Tenda PKL sebagai Media Literasi Anak Usia Din


Kami membeli capcay, mi goreng, dan nasi goreng di pedagang kaki lima (PKL) di area Pasar Kliwon, Kudus, Jawa Tengah (Jateng). Tiga jenis menu itu untuk tiga orang. Saya, isteri, dan si ragil (kakaknya sedang kuliah di Semarang). Kebetulan kesukaan kami berbeda. Saat kami menunggu pesanan itu, tiba-tiba pikiran saya meloncat ke penutup tenda PKL tersebut. Karena ada bagian yang menggoda pikiran saya, yakni   deretan tulisan tentang menu masakan yang tertera di penutup tenda itu.

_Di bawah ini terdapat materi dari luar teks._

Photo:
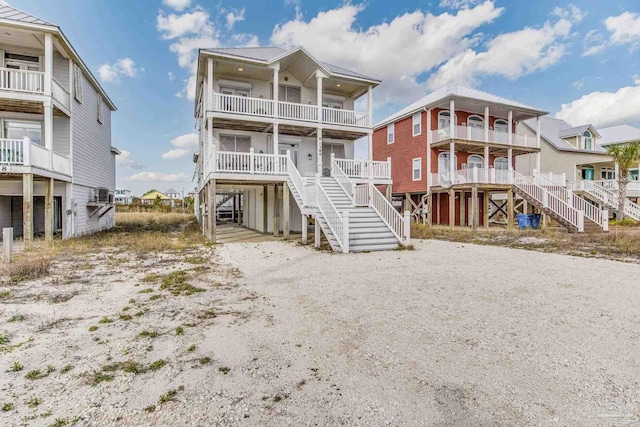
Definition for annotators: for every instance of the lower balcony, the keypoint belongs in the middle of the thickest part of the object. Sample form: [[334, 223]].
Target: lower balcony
[[18, 153]]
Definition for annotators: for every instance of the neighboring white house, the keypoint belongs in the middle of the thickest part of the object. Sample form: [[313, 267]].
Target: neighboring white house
[[123, 197], [278, 128], [56, 158]]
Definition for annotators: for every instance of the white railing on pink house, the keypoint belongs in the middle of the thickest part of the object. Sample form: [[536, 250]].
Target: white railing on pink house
[[470, 133]]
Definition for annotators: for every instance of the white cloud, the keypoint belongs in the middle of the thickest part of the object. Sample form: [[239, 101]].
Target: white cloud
[[124, 160], [624, 28], [157, 177], [604, 108], [178, 5], [233, 17], [510, 55], [110, 73], [175, 154], [397, 52]]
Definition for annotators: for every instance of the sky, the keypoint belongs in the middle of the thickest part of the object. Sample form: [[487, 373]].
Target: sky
[[579, 60]]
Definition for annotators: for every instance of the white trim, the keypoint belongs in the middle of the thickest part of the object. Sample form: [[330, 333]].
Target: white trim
[[413, 169], [417, 115]]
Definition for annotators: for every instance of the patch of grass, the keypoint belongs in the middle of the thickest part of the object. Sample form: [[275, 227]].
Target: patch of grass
[[168, 396], [33, 402], [177, 284], [17, 318], [148, 334], [157, 365]]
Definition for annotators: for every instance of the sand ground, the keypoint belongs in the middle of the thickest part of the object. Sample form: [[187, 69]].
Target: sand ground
[[447, 334]]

Tulisan yang sama juga ditempel di dinding   salah satu bagian los pasar, yang berada persis di belakang tenda tersebut.
Ruang antara dinding yang ditempeli spanduk bertulisan jenis menu masakan dan tenda digunakan untuk lesehan para konsumen yang menikmati pesanannya di tempat. Saat itu, tidak banyak yang membeli. Hanya satu orang terlihat menyantap pesanannya, sepertinya mi goreng dan nasi putih serta minuman teh. Kadang-kadang saya melirik orang itu karena mata saya memandang deretan tulisan yang tertempel di dinding persis di belakangnya. Ya, tulisan jenis menu masakan yang tersedia dan yang dapat dibeli konsumen.  
Saya merenungkan bahwa deretan tulisan itu mungkin efektif digunakan sebagai media belajar membaca. Anak-anak usia dini yang baru belajar membaca, saya pikir akan menyukainya. Tentu saja ketika orang tua, yang kebetulan bersama si kecil memesan menu di situ, mau memulainya mengajak si kecil belajar. Paling tidak ada tiga alasan mengapa si kecil menyukai. Pertama, deretan tulisan itu berukuran besar, yang memungkinkan  jari-jari tangan si kecil dapat meraba-rabanya. Kedua, lingkungan yang terbuka, pandangan bebas lepas, serta situasi yang rileks  dapat merangsang kemauan si kecil. Ketiga, ketika belajar membaca nama menu, si kecil dengan dibantu orang tua mungkin dapat melihat langsung wujud menunya  yang sedang dimasak.  

Pada titik ini, si kecil tidak hanya membaca tulisannya, tetapi dapat melihat rupa menu apa yang dimasak. Cara ini sangat efektif membangun daya ingat dan pengetahuan anak. Karena tidak hanya mengenal tulisan, pengetahuan si kecil diperkuat dengan bendanya. Jika dalam satu momen kedatangan di PKL itu memesan tiga menu, si kecil dapat membaca jenis menu dan mengetahui tiga wujud masakan. Kalau setiap datang membeli, melakukan hal yang sama, aktivitas literasi si kecil akan membuatnya kaya pengetahuan dan ilmu. Apalagi jika di rumah ditindaklanjuti dengan aktivitas menulis nama-nama menu yang sudah dibaca saat berada di PKL, pasti si kecil memiliki kompetensi lebih baik ketimbang anak usia dini lainnya.
Akan semakin menarik minat si kecil dalam berliterasi jika pada saat yang lain si kecil diajak membeli masakan lain di PKL yang berbeda. Di tempat itu, si kecil akan menemukan hal yang berbeda, yakni nama menu yang baru. Situasi yang baru, membuatnya bergembira. Stamina kegembiraan yang terus terjaga sangat mendorong kemauan belajar si kecil.
Tentu, saya tidak mengharuskan orang tua-orang tua si kecil untuk selalu membeli masakan di PKL, dengan cara pindah-pindah PKL. Tidak. Kebetulan saja saya menemukan “keunikan” tenda PKL, yang saya bayangkan dapat untuk menumbuhkan budaya literasi  bagi anak usia dini. Ini sebuah alternatif saja. Karena bukan mustahil ada banyak hal lain yang dapat dimanfaatkan untuk media aktivitas literasi, khususnya bagi anak-anak usia dini.

Tidak ada komentar:

Posting Komentar

""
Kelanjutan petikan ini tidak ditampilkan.